Las elecciones regionales y las movilizaciones empiezan a configurar tres opciones políticas para el futuro del país. Una de continuidad neoliberal en la que se amontonan Cambio Radical, el Partido Conservador, lo que queda del uribismo y un sector del Partido Liberal. Otra de moderación, que apuesta a realizar reformas al modelo sin la pretensión de salir del neoliberalismo, en la que pueden confluir las derechas antiuribistas y el proyecto socialdemócrata que toma fuerza con la alcaldía de Claudia López, con la cabeza visible de Sergio Fajardo. Y una tercera liderada por Gustavo Petro, movimientos sociales y algunas facciones de la izquierda, que propone un cambio de matriz productiva y un sentido posneoliberal. Podría construirse una cuarta siguiendo el ejemplo de Argentina, donde se acordó un frente amplio y plural para derrotar al macrismo, una opción por ahora lejana, aunque no imposible.

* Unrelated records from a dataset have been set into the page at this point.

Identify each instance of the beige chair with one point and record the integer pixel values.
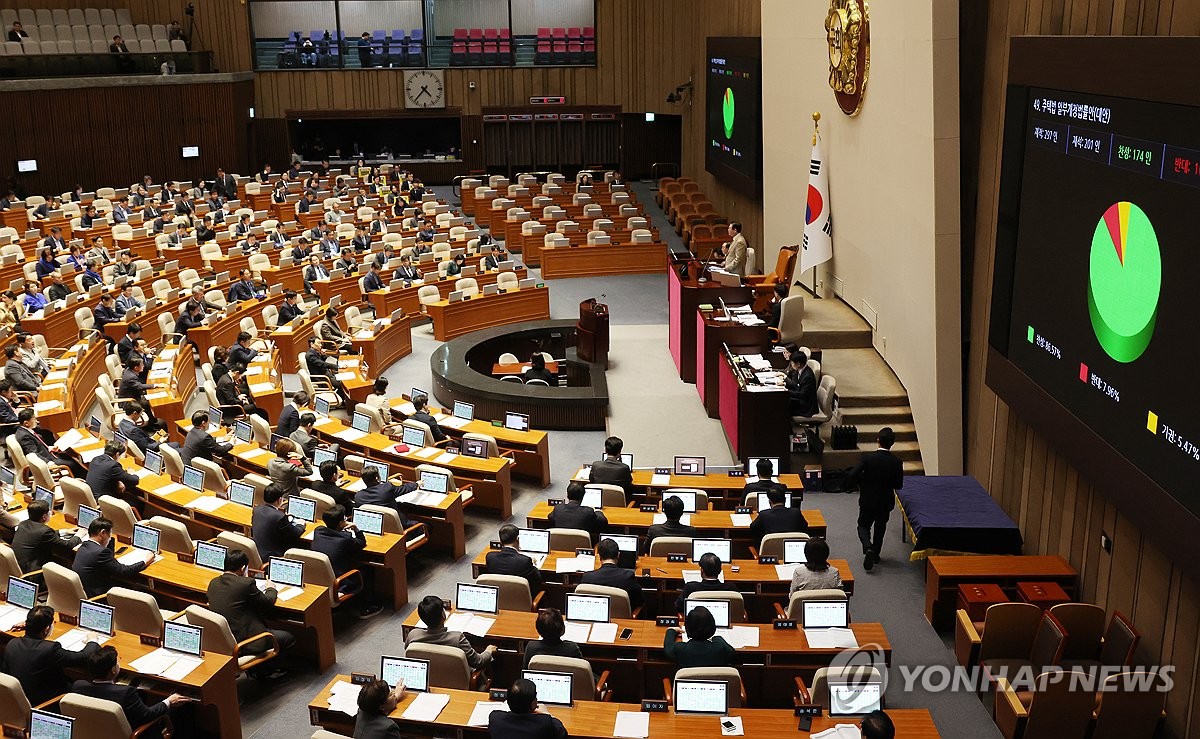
(97, 719)
(64, 588)
(661, 546)
(568, 540)
(585, 685)
(1055, 708)
(514, 592)
(448, 667)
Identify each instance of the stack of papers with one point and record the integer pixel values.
(343, 697)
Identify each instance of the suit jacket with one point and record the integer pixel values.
(575, 516)
(35, 544)
(99, 569)
(612, 472)
(342, 547)
(778, 521)
(199, 443)
(511, 562)
(877, 475)
(40, 666)
(103, 474)
(273, 532)
(505, 725)
(616, 577)
(136, 710)
(243, 604)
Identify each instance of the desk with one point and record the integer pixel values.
(453, 319)
(684, 296)
(943, 575)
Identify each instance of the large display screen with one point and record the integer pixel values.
(733, 110)
(1098, 274)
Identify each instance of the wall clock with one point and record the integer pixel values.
(849, 36)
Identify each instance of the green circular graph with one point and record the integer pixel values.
(1125, 281)
(727, 112)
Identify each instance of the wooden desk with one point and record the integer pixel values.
(943, 575)
(595, 720)
(454, 319)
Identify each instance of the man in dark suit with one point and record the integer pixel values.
(35, 544)
(273, 530)
(611, 470)
(526, 719)
(235, 595)
(96, 564)
(39, 662)
(199, 443)
(574, 515)
(672, 510)
(106, 476)
(509, 560)
(613, 575)
(877, 476)
(103, 668)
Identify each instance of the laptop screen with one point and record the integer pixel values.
(241, 492)
(210, 556)
(145, 538)
(534, 540)
(435, 482)
(553, 688)
(413, 436)
(286, 571)
(415, 673)
(154, 462)
(369, 522)
(689, 466)
(193, 478)
(181, 637)
(483, 599)
(303, 509)
(720, 610)
(701, 697)
(22, 593)
(689, 499)
(853, 698)
(587, 607)
(45, 725)
(826, 614)
(96, 617)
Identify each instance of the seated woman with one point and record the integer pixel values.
(551, 628)
(816, 572)
(702, 648)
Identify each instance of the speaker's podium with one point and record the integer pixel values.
(593, 332)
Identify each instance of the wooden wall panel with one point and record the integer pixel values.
(1059, 509)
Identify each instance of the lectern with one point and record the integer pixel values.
(593, 332)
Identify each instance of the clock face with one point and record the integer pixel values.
(424, 89)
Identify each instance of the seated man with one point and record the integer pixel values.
(574, 515)
(433, 614)
(509, 560)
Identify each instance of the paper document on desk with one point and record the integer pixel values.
(631, 725)
(479, 716)
(831, 638)
(426, 707)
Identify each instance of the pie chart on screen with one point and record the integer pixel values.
(1125, 281)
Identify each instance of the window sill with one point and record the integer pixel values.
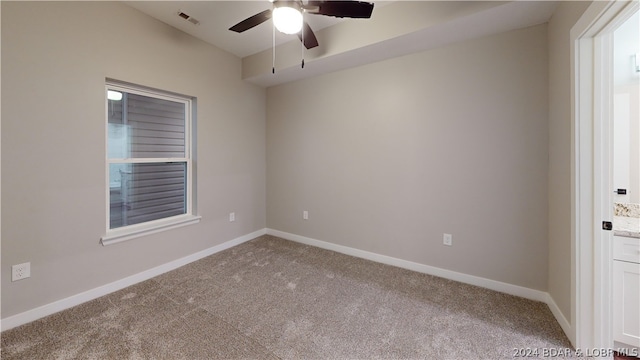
(134, 231)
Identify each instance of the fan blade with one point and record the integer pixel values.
(310, 40)
(350, 9)
(250, 22)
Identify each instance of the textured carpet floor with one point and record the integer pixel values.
(274, 299)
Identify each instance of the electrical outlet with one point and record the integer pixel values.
(20, 271)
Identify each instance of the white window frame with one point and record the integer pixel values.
(129, 232)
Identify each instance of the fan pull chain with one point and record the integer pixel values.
(273, 50)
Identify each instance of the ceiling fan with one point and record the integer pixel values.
(287, 16)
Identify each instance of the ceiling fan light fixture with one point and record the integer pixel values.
(287, 19)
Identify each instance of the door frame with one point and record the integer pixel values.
(591, 176)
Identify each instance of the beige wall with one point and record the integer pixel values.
(55, 58)
(559, 213)
(389, 156)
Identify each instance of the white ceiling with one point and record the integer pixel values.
(396, 28)
(216, 17)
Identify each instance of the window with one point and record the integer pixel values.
(149, 163)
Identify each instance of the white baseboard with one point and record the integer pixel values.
(54, 307)
(511, 289)
(562, 320)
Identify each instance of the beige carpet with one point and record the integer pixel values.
(274, 299)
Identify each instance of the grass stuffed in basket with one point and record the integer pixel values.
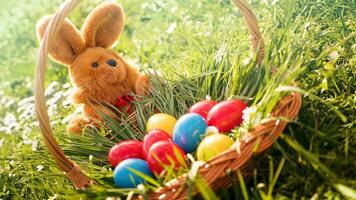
(178, 138)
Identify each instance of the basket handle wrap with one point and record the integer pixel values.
(71, 170)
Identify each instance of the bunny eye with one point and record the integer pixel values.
(95, 65)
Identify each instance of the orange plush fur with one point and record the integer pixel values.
(97, 73)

Las claves para el desarrollo de estas tres grandes facciones políticas en disputa están justamente en los mensajes emitidos en el paro, que pasan por el cansancio del autoritarismo uribista, la falta de derechos fundamentales, la corrupción en la administración del Estado y la baja capacidad adquisitiva de amplias mayorías [y principalmente terminar con la violencia estatal]. Pero también en la capacidad para gobernar con criterio transformador las ciudades de Cali, Medellín y Bogotá, pues de lo contrario los gobiernos progresistas podrían encargarse de apagar el descontento social y garantizar gobernabilidad a Duque. La situación del progresismo es paradojal en ese sentido: necesita demostrar capacidad de movilización, de gestión y, a su vez, seguir taladrando el piso del uribismo para impedir su continuidad.